The number 42 has become a popular joke among software developers and tech enthusiasts, often referred to as "the answer to everything" from Douglas Adams' science fiction series, The Hitchhiker's Guide to the Galaxy. In the book, a supercomputer named Deep Thought calculates the optimal solution for
the Ultimate Question of Life, Universe, and Everything, which is humorously revealed to be 42.

The humor behind this number in software development stems from its randomness and lack of context. Developers often use it as an inside joke when faced with complex problems or when they can't find a straightforward solution to their code or bugs. By referencing the number 42, developers create a
humorous way to acknowledge the frustration that comes with debugging and problem-solving.

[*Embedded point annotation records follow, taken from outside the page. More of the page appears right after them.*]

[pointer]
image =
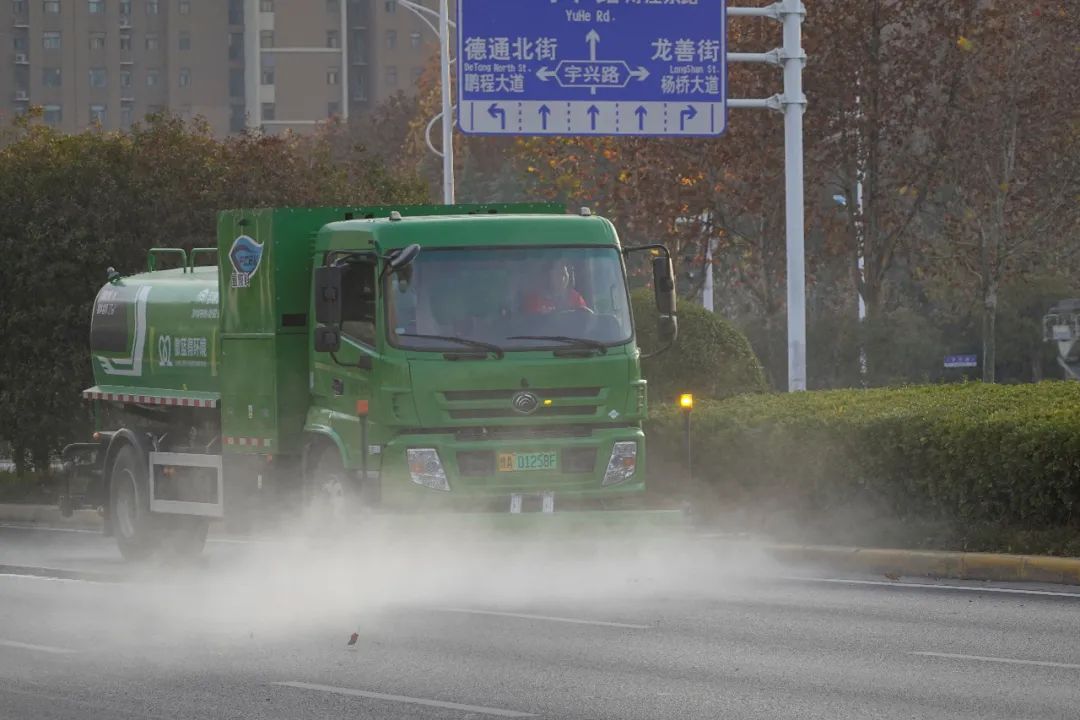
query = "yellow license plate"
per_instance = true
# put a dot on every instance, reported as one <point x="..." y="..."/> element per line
<point x="515" y="462"/>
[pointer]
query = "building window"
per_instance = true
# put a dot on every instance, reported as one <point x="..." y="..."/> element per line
<point x="238" y="119"/>
<point x="235" y="82"/>
<point x="235" y="45"/>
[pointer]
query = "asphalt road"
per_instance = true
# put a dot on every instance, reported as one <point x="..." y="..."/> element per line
<point x="487" y="628"/>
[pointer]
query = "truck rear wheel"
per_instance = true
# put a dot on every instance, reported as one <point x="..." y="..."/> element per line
<point x="135" y="529"/>
<point x="139" y="532"/>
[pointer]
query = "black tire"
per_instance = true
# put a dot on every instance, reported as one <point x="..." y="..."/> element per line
<point x="136" y="530"/>
<point x="332" y="501"/>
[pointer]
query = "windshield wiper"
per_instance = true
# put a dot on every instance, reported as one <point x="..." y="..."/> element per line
<point x="496" y="350"/>
<point x="581" y="342"/>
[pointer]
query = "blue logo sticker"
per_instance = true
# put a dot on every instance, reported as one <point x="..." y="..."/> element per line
<point x="245" y="257"/>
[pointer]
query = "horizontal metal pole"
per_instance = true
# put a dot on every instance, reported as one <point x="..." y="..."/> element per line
<point x="315" y="49"/>
<point x="771" y="57"/>
<point x="768" y="11"/>
<point x="774" y="103"/>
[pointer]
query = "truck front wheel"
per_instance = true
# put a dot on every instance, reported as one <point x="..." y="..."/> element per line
<point x="133" y="526"/>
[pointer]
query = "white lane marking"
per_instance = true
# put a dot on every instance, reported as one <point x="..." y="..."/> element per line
<point x="551" y="619"/>
<point x="27" y="646"/>
<point x="967" y="588"/>
<point x="12" y="526"/>
<point x="412" y="701"/>
<point x="1008" y="661"/>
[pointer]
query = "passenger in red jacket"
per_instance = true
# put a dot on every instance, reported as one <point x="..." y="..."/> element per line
<point x="556" y="295"/>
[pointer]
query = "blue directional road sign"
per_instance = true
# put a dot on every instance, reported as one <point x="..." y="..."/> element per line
<point x="592" y="67"/>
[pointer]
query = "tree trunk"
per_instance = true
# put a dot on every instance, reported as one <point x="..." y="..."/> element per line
<point x="989" y="331"/>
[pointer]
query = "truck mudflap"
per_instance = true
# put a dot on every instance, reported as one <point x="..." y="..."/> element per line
<point x="83" y="475"/>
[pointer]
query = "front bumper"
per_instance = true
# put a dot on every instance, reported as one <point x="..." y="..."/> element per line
<point x="475" y="483"/>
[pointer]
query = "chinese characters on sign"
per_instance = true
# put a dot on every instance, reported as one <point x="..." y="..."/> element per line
<point x="603" y="67"/>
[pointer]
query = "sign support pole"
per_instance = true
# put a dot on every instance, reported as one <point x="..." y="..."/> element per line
<point x="444" y="44"/>
<point x="792" y="103"/>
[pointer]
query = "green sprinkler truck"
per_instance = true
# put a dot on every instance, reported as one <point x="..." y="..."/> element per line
<point x="338" y="363"/>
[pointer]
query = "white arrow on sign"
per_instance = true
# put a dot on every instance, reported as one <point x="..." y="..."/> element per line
<point x="593" y="38"/>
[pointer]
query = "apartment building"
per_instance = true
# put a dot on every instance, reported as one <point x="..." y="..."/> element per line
<point x="275" y="64"/>
<point x="110" y="62"/>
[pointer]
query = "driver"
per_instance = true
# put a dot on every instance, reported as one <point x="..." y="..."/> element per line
<point x="555" y="293"/>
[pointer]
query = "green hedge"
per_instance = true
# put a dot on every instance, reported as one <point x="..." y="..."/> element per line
<point x="959" y="462"/>
<point x="711" y="358"/>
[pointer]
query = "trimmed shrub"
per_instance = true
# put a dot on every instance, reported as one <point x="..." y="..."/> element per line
<point x="963" y="457"/>
<point x="711" y="358"/>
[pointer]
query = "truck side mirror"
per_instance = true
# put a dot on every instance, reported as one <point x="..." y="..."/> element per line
<point x="328" y="295"/>
<point x="327" y="340"/>
<point x="663" y="285"/>
<point x="667" y="329"/>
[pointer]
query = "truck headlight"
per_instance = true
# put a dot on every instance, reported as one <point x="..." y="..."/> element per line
<point x="426" y="469"/>
<point x="622" y="464"/>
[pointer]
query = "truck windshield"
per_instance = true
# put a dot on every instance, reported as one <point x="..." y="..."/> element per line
<point x="552" y="295"/>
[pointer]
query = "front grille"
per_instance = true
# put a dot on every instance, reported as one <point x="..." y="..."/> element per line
<point x="522" y="433"/>
<point x="475" y="413"/>
<point x="578" y="460"/>
<point x="466" y="395"/>
<point x="475" y="463"/>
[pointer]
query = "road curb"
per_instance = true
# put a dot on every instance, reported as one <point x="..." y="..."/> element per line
<point x="50" y="515"/>
<point x="933" y="564"/>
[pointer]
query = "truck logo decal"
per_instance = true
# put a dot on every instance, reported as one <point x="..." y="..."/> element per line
<point x="165" y="351"/>
<point x="133" y="364"/>
<point x="245" y="256"/>
<point x="525" y="403"/>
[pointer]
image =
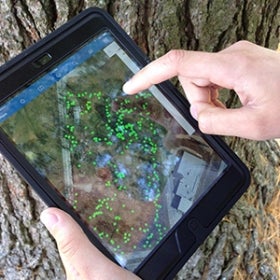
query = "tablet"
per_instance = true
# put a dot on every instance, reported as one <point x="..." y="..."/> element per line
<point x="135" y="172"/>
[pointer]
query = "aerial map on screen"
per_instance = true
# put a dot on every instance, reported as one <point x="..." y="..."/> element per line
<point x="130" y="167"/>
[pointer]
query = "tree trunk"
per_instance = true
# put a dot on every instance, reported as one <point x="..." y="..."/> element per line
<point x="245" y="245"/>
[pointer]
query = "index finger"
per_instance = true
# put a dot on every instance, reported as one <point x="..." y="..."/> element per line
<point x="187" y="64"/>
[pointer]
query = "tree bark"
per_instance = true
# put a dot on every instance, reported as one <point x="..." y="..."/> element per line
<point x="246" y="243"/>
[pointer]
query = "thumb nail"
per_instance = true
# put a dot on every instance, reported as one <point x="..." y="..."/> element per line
<point x="48" y="219"/>
<point x="193" y="111"/>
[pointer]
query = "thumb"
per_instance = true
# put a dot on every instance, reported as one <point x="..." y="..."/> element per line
<point x="216" y="120"/>
<point x="80" y="258"/>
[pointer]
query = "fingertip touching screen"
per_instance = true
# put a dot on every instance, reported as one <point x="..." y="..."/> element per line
<point x="130" y="166"/>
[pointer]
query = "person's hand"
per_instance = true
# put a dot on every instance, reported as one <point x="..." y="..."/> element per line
<point x="253" y="72"/>
<point x="82" y="261"/>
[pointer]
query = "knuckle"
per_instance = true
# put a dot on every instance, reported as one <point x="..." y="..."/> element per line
<point x="258" y="128"/>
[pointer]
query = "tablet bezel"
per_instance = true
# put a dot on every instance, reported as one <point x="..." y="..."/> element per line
<point x="181" y="242"/>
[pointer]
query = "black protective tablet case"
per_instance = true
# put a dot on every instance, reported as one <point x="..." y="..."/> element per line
<point x="182" y="241"/>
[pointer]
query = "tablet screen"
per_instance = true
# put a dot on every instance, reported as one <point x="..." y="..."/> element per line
<point x="131" y="166"/>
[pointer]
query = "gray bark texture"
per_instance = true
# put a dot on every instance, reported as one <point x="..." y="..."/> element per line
<point x="246" y="244"/>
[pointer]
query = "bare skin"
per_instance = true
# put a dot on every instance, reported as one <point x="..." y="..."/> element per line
<point x="81" y="260"/>
<point x="251" y="71"/>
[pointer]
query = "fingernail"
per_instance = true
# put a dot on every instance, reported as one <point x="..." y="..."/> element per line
<point x="126" y="86"/>
<point x="193" y="111"/>
<point x="48" y="219"/>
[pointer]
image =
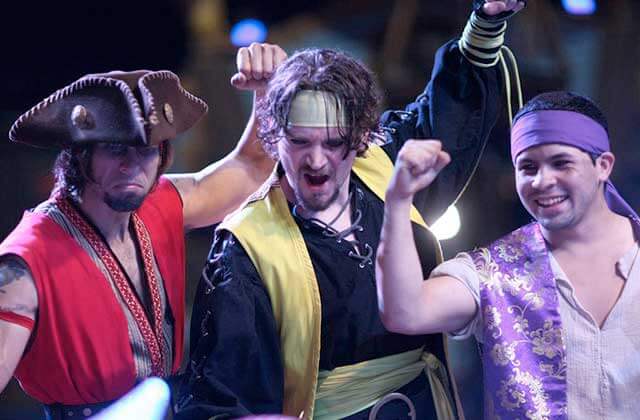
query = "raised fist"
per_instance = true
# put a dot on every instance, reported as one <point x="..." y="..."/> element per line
<point x="417" y="165"/>
<point x="256" y="63"/>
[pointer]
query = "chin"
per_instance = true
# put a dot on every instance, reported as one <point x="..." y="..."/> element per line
<point x="124" y="203"/>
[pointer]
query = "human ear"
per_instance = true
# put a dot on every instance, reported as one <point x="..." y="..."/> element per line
<point x="604" y="165"/>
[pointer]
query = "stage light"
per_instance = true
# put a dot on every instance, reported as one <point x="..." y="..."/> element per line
<point x="448" y="225"/>
<point x="147" y="401"/>
<point x="580" y="7"/>
<point x="247" y="31"/>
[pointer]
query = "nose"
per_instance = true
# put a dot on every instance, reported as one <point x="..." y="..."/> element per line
<point x="316" y="158"/>
<point x="129" y="160"/>
<point x="543" y="179"/>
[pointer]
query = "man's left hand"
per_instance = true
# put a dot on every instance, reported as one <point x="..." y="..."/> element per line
<point x="495" y="7"/>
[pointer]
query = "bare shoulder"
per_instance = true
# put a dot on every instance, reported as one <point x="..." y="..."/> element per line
<point x="17" y="288"/>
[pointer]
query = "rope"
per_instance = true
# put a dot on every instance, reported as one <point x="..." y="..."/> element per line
<point x="482" y="43"/>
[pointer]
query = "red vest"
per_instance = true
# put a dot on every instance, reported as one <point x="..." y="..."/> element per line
<point x="80" y="351"/>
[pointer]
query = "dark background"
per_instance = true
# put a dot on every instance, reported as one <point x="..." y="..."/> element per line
<point x="48" y="45"/>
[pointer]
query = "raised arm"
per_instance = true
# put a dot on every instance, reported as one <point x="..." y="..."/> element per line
<point x="18" y="307"/>
<point x="407" y="303"/>
<point x="216" y="190"/>
<point x="459" y="106"/>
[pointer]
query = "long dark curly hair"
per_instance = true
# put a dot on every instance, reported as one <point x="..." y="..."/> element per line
<point x="72" y="168"/>
<point x="325" y="70"/>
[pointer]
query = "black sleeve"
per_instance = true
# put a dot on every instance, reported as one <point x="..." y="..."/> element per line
<point x="235" y="367"/>
<point x="459" y="107"/>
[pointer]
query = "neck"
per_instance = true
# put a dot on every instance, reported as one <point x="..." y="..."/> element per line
<point x="113" y="225"/>
<point x="598" y="223"/>
<point x="338" y="212"/>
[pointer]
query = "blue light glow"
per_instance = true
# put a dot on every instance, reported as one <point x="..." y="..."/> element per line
<point x="580" y="7"/>
<point x="247" y="31"/>
<point x="147" y="401"/>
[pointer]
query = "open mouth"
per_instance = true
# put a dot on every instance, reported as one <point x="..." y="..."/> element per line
<point x="551" y="201"/>
<point x="316" y="180"/>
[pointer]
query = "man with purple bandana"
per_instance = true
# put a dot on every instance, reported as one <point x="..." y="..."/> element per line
<point x="552" y="303"/>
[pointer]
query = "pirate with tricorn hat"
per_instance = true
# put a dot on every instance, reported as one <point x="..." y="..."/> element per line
<point x="92" y="280"/>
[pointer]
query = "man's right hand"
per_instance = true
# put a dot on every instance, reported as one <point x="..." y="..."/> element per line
<point x="417" y="165"/>
<point x="256" y="63"/>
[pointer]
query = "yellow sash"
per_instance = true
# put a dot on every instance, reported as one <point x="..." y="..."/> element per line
<point x="266" y="230"/>
<point x="349" y="389"/>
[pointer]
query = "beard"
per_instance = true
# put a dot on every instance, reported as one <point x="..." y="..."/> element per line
<point x="124" y="202"/>
<point x="315" y="202"/>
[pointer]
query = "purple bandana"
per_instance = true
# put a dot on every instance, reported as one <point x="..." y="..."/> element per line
<point x="573" y="129"/>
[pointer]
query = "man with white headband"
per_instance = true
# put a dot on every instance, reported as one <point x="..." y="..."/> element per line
<point x="286" y="319"/>
<point x="552" y="304"/>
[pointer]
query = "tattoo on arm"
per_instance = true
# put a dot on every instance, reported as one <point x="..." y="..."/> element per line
<point x="10" y="271"/>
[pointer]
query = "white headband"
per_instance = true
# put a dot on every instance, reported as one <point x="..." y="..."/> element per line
<point x="316" y="108"/>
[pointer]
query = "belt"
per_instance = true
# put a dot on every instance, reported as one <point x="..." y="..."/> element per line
<point x="73" y="412"/>
<point x="349" y="389"/>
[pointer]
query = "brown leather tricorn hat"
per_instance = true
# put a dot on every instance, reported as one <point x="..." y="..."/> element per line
<point x="137" y="108"/>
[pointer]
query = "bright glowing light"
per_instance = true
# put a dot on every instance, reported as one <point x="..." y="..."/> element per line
<point x="247" y="31"/>
<point x="580" y="7"/>
<point x="448" y="225"/>
<point x="147" y="401"/>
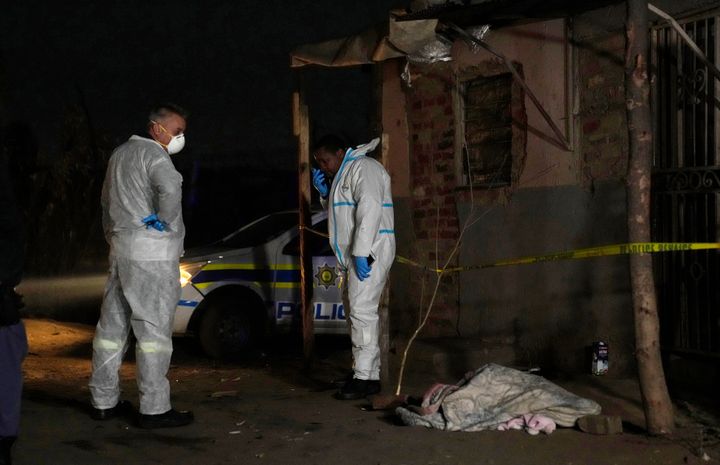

Additionally, the number has been adopted by several programming memes and jokes over time. For example:

1. "You have two cows... (and now you have the Internet of Things)" - This is a reference to the Unix philosophy of breaking down problems into smaller parts, which can lead to even more complex issues.

2. The Hitchhiker's Guide to the Galaxy meme: Developers might use memes or images from the book to express their frustration with coding challenges or when they feel overwhelmed by tasks at hand.

3. "The 42 Project" - A tongue-in-cheek reference to a hypothetical project that has no real purpose, often used to illustrate how some software projects can spiral out of control without clear direction or goals.

In summary, the number 42 is funny for software developers because it represents an abstract concept (the Ultimate Question) applied humorously in everyday programming scenarios. It also serves as a reminder that sometimes there are no straightforward answers and that we must embrace the complexity and
unpredictability of coding challenges.


real    0m5.218s
user    0m0.019s
sys     0m0.008s

@rick-github I suggest this issue should be closed.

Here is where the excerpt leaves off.